Use .p12 to create CA?

3.7k views Asked by At

I have generate .p12 file from my server. But righ now we are developing IOS app which requires CA to implement it.

We are using Amazon EC load balancer server, so i have not idea where I can get CA, also is it possible that .p12 can generate CA?

1

There are 1 answers

1
Bruno Lowagie On BEST ANSWER

A CA is a Certificate Authority. It is an organization that generates a public/private key pair for you. A PKCS#12 is a standard that explains how to store public/private key pairs in a file. Your .p12 file is such a file. It is a keystore that contains digital certificates (a public and a private key pair) as defined in PKCS#12.
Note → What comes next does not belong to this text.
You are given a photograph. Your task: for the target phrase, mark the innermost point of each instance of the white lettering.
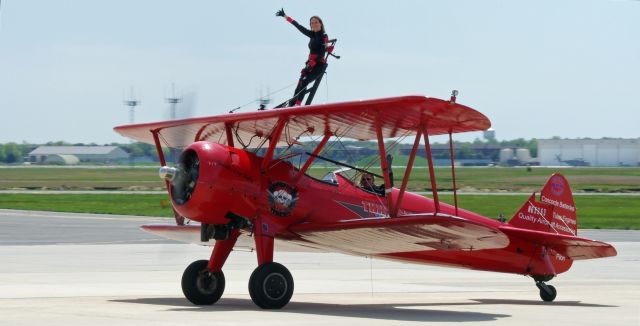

If you have a .p12, there are two options:

  • Either your certificates are self-signed. In this case, you have created your own public and private key pair and you've stored it inside a .p12 file. As no CA is involved, there is no way to check if you created those certificates, or if somebody else impersonating you created those certificates.
  • Or you obtained that .p12 file from a CA. In this case, the CA signed your certificate and there is a certificate chain that eventually leads to the root certificate of your CA. A CA doesn't hand out such certificate to just anybody. A CA will first check that you are who you say you are. This way, whichever party gets confronted with your certificate (for instance because you used your private key to sign your code), knows that you are who you say you are, provided that your CA is a trusted party (there are CAs and then there are CAs).

This image shows how it works:

enter image description here

You are Bob, Apple is Alice, Trent is your CA. Apple wants you to work with a CA because Apple doesn't know you, but Apple knows CA. Once you make yourself known to the CA and once the CA trusts you, Apple will trust you.

See https://en.wikipedia.org/wiki/Alice_and_Bob to find out how the names in this image were chosen.

So the real question is: can you extract your public key from your .p12 file and show it to us so that we can see if your certificate is self-signed or if it's signed by a CA? Without that info, I don't think anyone can help you.